Paul Davies About Time: Einstein's Unfinished Revolution

“What then is time? If no one asks me, I know what it is. If I wish to explain it to him who asks, I do not know.”

Saint Augustine

The images shown here are purely illustrative. They do not represent a commitment to particular artists.

Geoff Dunlop cv

For most of my creative life I have travelled the world as a filmmaker, most often in the context of international broadcast. My many films - exploring culture, politics and belief - have taken me to over 60 countries, and they have been shown in many more. But throughout my time as a filmmaker, I have been an active photographer, writer and occasional broadcaster, with a developed interest in the visual arts.

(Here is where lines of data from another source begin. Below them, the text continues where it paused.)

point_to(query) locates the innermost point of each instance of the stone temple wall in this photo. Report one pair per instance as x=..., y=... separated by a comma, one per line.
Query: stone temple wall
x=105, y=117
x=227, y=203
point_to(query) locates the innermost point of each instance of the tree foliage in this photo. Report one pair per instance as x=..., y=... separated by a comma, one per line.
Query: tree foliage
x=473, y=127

Today I am concentrating my attention on the image, attempting to liberate it from the tyranny of the narrative – just as a poet might attempt to liberate the word. Yet I find that the imperatives of stillness and movement, time and space, beginnings, middles and ends can never really be ignored, only reconsidered in a new setting. As well as making my own artwork I have made films featuring visual artists as diverse as Rembrandt and Jean Michel Basquiat, Giotto and Joseph Beuys, Michael Nelson Tjakamarra and Anselm Kiefer. History, politics and ideas run as continuous strands through my work but so too do the sensuous and emotional.

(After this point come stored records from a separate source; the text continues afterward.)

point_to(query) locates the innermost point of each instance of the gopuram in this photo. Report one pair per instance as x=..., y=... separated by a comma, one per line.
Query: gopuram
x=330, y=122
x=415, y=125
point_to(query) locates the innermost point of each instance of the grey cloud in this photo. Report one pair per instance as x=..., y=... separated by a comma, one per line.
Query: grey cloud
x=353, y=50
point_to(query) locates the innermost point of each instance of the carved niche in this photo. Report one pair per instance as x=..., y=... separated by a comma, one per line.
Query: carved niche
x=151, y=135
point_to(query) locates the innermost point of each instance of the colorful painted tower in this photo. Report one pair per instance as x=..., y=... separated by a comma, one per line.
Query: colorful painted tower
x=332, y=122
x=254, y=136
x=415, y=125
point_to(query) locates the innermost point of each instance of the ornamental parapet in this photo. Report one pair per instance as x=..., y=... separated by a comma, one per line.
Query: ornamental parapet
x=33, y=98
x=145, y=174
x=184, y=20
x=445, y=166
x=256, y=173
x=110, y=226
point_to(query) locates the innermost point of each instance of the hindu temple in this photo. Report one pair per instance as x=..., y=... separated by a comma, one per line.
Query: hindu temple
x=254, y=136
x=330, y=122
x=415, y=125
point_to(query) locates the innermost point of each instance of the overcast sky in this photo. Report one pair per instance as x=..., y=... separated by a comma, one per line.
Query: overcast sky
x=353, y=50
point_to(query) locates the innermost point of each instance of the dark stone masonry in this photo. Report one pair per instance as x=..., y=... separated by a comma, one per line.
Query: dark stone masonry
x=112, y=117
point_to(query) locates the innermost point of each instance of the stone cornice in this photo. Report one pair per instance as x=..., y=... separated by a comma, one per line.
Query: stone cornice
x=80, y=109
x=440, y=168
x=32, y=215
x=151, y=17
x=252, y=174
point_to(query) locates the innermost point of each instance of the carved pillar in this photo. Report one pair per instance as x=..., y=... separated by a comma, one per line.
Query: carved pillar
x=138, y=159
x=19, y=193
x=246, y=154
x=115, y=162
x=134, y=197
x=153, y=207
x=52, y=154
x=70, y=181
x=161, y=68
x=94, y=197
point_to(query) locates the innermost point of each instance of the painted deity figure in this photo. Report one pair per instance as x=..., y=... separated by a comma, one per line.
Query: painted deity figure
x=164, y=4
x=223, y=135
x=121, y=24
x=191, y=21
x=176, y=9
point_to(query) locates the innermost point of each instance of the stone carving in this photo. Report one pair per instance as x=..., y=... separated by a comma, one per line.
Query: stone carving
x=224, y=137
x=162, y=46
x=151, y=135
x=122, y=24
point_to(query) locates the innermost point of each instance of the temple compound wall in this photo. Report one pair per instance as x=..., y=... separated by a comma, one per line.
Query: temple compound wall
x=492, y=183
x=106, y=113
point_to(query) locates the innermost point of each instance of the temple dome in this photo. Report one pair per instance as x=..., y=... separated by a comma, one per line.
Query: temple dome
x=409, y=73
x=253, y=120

Recent and forthcoming exhibitions include:

Creekside Open, APT Gallery Deptford, London - TM13, Real Fonderia Gallery, Palermo, Sicily - Lyme Open 2013, Malthouse Gallery, Town Mill, Lyme Regis, Dorset (Prizewinner) - SCOPE, Miami, Florida - PhotoPlace Gallery, Middleton, Vermont - Colletiva 1, Garage Bonci, Pietrasanta, Tuscany, Italy - Immersive video presentation for Cultural Olympiad, ICCI 360 degree Arena, Olympic sailing venue, Weymouth, Dorset.

Film presentations and talks: ICA - National Gallery - Tate - NFT - Modern Oxford - Ikon Birmingham - Orchard, Edinburgh and others across UK - Metropolitan, Whitney and Broadcasting Museums, New York - Pompidou Centre, Paris - National Gallery, Sydney.

Although I have not worked as a sole curator I have worked collaboratively with many curators, some of them prominent in the field. Filmmaking is often a curatorial process and it is always a demanding challenge to one’s organizational and logistical skills and experience. I would be very happy to collaborate with another curator.